- Jean-Claude Demay, Ce que je connais d’elles, Éditions Le Manuscrit, 2009, 130 pages
Jean-Claude Demay n’en est pas à son premier coup de maître. Le volume À la Santé de mes cafards, qui réunit trois de ses textes majeurs (dont le terrible et fascinant « Frères de la douleur »), a assez montré quel génie est cet homme méconnu.

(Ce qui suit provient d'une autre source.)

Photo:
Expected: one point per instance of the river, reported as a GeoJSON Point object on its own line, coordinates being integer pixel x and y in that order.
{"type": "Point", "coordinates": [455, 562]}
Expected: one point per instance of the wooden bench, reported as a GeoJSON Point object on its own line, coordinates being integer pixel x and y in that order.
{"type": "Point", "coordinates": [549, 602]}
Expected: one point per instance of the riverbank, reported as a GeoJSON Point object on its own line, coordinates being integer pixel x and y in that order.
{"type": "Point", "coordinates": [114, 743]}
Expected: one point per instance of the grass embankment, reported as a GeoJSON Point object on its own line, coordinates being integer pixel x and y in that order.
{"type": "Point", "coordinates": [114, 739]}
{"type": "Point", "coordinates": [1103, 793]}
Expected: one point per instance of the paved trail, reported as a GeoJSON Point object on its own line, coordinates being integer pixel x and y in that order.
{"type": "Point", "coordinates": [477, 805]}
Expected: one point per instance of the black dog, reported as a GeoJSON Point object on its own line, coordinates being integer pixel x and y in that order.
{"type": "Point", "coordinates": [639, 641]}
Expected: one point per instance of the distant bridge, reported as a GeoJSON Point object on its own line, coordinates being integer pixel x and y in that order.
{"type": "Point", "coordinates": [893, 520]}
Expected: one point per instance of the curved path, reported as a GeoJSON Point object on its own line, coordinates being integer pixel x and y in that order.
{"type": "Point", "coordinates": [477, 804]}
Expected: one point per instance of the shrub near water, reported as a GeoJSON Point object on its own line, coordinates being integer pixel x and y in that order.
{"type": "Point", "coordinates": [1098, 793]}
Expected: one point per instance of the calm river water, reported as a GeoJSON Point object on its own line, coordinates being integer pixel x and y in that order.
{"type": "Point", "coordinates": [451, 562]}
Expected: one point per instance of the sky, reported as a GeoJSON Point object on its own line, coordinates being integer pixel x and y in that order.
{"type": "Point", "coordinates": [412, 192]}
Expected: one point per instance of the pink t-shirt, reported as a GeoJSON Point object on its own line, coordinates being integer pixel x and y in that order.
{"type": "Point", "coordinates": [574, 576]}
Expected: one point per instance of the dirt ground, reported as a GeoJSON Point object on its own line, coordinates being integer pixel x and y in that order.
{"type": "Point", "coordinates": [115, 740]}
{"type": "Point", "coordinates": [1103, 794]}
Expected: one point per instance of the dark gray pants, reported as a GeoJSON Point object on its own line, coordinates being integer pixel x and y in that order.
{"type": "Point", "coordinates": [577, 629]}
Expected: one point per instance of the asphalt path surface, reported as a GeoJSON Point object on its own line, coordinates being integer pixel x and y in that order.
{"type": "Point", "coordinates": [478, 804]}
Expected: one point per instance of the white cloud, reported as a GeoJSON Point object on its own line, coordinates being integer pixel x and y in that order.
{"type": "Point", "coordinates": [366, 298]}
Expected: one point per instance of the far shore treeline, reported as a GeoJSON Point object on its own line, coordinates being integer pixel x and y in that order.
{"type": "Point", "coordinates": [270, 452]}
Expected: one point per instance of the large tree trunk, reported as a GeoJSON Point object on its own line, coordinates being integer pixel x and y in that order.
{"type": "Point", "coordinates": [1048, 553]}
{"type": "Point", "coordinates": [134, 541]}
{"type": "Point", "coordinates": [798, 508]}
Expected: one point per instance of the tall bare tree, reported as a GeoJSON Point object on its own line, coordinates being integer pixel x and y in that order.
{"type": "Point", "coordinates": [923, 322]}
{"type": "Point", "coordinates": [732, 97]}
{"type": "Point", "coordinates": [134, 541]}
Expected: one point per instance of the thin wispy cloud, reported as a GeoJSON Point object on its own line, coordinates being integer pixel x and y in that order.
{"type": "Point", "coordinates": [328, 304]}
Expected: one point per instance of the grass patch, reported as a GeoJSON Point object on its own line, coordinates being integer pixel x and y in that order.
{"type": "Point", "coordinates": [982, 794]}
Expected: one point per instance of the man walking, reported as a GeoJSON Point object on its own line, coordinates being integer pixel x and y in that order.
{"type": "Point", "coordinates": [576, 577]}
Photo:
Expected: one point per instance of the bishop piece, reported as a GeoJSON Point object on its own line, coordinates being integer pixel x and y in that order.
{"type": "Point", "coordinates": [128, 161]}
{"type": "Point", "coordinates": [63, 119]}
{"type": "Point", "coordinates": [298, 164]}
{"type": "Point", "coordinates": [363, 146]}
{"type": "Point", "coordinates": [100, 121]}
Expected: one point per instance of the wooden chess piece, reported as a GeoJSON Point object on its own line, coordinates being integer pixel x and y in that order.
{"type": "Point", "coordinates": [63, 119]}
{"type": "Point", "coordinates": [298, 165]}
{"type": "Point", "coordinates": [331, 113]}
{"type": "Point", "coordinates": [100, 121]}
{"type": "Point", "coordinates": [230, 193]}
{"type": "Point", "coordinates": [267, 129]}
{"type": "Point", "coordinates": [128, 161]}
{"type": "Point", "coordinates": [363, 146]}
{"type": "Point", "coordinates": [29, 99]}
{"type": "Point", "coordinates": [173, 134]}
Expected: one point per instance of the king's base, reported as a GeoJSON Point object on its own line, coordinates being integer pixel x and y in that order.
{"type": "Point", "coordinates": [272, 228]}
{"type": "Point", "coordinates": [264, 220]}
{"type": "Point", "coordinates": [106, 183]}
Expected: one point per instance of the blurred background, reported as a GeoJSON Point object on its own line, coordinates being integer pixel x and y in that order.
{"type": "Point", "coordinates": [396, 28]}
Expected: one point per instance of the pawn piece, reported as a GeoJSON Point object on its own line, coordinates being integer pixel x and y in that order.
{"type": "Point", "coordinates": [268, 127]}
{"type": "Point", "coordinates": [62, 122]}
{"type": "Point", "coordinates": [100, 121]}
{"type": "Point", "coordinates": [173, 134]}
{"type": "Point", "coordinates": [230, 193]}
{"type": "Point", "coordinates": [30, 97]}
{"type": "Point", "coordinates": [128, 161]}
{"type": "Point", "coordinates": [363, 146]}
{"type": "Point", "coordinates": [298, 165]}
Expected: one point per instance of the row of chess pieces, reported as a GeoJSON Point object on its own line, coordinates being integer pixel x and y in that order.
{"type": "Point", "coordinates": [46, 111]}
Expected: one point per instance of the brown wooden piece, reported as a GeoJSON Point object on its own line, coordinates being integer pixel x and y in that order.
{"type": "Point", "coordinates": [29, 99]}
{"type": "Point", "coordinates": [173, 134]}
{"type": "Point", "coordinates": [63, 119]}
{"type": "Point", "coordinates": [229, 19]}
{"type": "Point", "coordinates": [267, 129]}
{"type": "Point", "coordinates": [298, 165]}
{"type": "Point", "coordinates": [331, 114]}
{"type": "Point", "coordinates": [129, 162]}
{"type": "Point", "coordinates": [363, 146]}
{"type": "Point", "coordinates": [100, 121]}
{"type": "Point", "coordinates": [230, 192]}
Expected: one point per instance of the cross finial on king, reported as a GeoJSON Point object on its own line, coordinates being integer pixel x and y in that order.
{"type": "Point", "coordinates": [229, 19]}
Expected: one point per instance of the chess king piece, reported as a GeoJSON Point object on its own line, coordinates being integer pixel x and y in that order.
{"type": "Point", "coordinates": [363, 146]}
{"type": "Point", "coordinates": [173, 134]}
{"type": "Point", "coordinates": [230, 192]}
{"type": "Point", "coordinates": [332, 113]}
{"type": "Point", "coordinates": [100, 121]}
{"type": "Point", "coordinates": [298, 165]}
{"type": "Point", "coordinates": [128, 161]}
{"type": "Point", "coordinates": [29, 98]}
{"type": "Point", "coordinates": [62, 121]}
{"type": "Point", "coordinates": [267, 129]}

Ce que je connais d’elles change de registre, mais toujours avec la même langue incroyable de force et de musique. Aux accents de peine et d’angoisse effrayante des écrits antérieurs, succède, avec ce livre, un chant d’amour absolument inouï. Il faut entendre son titre au sens plein : « connaître » a sa signification biblique, d’autant plus que l’érotique du livre conduit à l’amour mystique, et le pluriel d’« elles » n’a rien d’anodin. Pourtant, jamais ce chant ne verse dans le scabreux. L’amour des femmes est célébré dans son ampleur universelle, selon une intuition qui rejoint celle de Dante ou de Bernard de Clairvaux.

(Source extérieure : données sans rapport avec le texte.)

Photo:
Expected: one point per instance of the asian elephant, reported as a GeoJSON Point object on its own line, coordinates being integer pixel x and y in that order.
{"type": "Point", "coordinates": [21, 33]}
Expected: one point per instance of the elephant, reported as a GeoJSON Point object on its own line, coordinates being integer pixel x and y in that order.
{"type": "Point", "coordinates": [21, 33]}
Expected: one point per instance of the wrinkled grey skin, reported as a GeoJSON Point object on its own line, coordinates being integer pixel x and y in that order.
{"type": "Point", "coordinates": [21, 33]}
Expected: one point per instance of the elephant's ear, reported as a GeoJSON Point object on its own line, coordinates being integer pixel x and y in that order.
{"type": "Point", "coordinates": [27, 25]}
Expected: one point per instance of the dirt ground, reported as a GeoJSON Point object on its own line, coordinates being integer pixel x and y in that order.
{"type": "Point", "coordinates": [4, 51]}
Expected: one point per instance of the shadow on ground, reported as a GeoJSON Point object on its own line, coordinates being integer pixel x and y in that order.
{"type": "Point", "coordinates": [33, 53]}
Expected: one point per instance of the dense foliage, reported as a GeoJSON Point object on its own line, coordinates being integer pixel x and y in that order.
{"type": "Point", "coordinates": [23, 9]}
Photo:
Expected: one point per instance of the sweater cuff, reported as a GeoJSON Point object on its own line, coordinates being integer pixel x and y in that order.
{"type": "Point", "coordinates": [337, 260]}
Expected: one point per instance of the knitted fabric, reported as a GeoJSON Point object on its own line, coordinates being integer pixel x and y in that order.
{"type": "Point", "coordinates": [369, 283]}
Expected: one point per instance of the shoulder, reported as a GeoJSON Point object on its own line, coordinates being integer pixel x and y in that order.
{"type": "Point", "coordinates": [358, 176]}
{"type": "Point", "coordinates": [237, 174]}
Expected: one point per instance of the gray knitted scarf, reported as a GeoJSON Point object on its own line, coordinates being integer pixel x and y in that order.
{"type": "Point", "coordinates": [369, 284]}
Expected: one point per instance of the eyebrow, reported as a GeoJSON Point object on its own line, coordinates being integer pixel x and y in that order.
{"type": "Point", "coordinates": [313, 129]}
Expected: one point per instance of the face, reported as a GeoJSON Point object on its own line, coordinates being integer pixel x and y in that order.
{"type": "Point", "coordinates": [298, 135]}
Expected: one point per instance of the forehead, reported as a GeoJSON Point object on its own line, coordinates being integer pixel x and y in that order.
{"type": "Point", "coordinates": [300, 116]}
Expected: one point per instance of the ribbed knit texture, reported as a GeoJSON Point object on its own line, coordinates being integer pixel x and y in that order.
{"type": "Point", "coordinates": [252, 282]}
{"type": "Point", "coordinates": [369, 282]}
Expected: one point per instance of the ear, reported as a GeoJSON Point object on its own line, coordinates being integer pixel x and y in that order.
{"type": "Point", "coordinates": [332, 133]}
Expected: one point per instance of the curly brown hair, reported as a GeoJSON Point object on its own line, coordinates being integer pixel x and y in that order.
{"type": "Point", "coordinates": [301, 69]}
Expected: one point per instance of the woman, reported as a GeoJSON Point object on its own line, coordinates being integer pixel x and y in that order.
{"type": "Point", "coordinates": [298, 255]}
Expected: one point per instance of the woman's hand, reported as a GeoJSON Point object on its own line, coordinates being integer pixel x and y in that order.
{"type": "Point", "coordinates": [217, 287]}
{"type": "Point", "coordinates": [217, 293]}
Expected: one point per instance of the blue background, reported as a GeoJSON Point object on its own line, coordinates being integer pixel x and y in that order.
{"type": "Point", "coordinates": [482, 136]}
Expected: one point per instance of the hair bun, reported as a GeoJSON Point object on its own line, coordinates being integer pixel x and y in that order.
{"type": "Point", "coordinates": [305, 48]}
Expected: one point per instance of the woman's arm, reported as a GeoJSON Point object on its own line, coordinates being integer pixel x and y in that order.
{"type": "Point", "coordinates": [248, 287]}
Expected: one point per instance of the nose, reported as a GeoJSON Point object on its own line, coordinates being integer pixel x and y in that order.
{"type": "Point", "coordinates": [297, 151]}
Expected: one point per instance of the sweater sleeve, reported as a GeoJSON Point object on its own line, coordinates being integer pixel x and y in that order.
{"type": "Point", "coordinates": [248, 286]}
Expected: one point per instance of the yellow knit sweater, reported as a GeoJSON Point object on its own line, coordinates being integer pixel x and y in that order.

Je ne saurais décrire le style de Demay tant il est singulier. Il est lyrique (quand on lit en détail Ce que je connais d’elles, on se rend compte que sa prose est tissée d’alexandrins qui en assurent la rythmique ; Mauriac avait procédé ainsi pour son Sagouin), mais dire cela est très en-deçà de la réalité. Son écriture est un océan de verbe traversé par une houle roulante qui, quand elle aborde à nos rivages de lecteur, éclate en embruns ; on en reçoit de vague en vague les étoiles salées, et on les aspire, et on les boit.
Si je devais donc procéder par comparaison, je dirais que ce livre est un croisement entre l’Ève de Péguy, la Mort à crédit de Céline et les Yeux d’Elsa d’Aragon. Imagine qui pourra !
Ce roman tient les promesses de son titre.